Partner Institutions: New York City College Advising Corps (NY CAC), New York University (NYU), University of California-Irvine (UCI), and City University of New York (CUNY).
Purpose: This partnership will develop and test a mentorship model for extending advising to college-accepted high school graduates during the summer months after graduation. Prior research has documented a pattern of “summer melt” in which motivated and academically-prepared high school graduates who have been accepted to college decide not to enroll in college. Summer melt is especially prevalent among low-income, African American, and Latinx students. Through prior research, the partnership team identified a set of barriers that contribute to summer melt for New York City (NYC) high school students and concluded that combining the transmission of college knowledge with support for students' development of college-bound identity is a potential solution to this problem. This project will explore how to scale mentorship via a text-messaging application that incorporates social and emotional supports and coordinates personal interactions between students and a large team (or “crowd”) of mentors.

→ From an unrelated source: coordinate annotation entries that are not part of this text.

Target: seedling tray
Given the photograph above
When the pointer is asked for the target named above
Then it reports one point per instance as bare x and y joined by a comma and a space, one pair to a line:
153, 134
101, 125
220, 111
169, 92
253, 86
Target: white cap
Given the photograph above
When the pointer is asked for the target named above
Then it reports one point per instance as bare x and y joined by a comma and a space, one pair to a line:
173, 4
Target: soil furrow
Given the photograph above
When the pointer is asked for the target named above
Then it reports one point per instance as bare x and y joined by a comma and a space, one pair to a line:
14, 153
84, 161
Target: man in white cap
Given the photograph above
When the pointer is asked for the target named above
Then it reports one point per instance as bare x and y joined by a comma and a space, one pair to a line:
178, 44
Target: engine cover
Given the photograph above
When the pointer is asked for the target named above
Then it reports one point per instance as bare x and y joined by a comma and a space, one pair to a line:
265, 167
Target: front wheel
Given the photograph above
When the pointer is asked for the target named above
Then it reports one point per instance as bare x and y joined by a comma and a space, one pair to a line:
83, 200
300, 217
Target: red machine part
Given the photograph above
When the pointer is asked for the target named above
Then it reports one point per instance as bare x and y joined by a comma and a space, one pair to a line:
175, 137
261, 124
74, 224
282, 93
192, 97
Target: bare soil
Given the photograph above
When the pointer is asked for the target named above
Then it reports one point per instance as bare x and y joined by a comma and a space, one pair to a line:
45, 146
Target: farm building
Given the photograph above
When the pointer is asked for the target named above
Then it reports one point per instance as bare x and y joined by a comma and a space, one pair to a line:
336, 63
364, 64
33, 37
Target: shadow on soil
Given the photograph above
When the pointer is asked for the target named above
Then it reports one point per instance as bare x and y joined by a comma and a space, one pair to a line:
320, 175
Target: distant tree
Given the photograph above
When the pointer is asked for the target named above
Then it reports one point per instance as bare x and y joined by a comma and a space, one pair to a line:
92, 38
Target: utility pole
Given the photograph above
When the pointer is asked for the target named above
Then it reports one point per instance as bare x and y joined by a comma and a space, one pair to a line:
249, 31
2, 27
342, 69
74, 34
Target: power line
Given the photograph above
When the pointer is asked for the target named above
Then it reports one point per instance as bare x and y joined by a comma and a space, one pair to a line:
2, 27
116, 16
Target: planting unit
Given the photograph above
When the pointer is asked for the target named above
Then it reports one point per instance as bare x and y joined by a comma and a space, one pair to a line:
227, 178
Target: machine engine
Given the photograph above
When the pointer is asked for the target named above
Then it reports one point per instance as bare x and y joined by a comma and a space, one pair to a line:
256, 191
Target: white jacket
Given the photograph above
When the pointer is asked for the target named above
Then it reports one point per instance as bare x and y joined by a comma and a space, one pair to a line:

Partnership Activities: During year 1 of the project, the partnership will draw on experience and data from an initial text messaging campaign to iteratively design and improve its text messaging platform so that it connects students to mentors who can assist them with specific challenges they are facing during the summer after graduation. A key objective of the design process is development of an algorithm that can accurately classify the topics of students' texts, respond to messages, and connect students to mentors who possess the skills to assist them. The research team will pilot the crowdsourced text-messaging platform during summer 2019. During year 2, the team will analyze data from the pilot test and refine the platform accordingly. During summer 2020, the research team will test the refined platform through a randomized-controlled trial (RCT) of students from 15 high schools connected to a team of approximately 75 mentors.
Setting: This project will take place in New York City (NYC), one of the most diverse school districts in the United States. The New York City College Advising Corps (NY CAC) serves a student population where approximately 90% of the students are eligible for free/reduced lunch and come from underrepresented minority groups.
Population/Sample: The sample for this partnership project includes approximately 1,000 recent graduates from 15 NYC high schools who have received advising from NY CAC.
Data Analytic Strategy: Researchers will randomly assign half of the college-accepted graduates at each of the 15 high schools to receive the crowdsourcing application. The team will use logistic regression to assess treatment-control differences on key outcomes of interest and will also develop regression models to explore the relationship between specific mentorship experiences (via text), college-bound identity and knowledge, and enrollment decisions.
Outcomes: The partnership aims to significantly increase college enrollment among college-accepted students through its crowdsourced mentorship application and will generate preliminary evidence of the efficacy of this digital tool.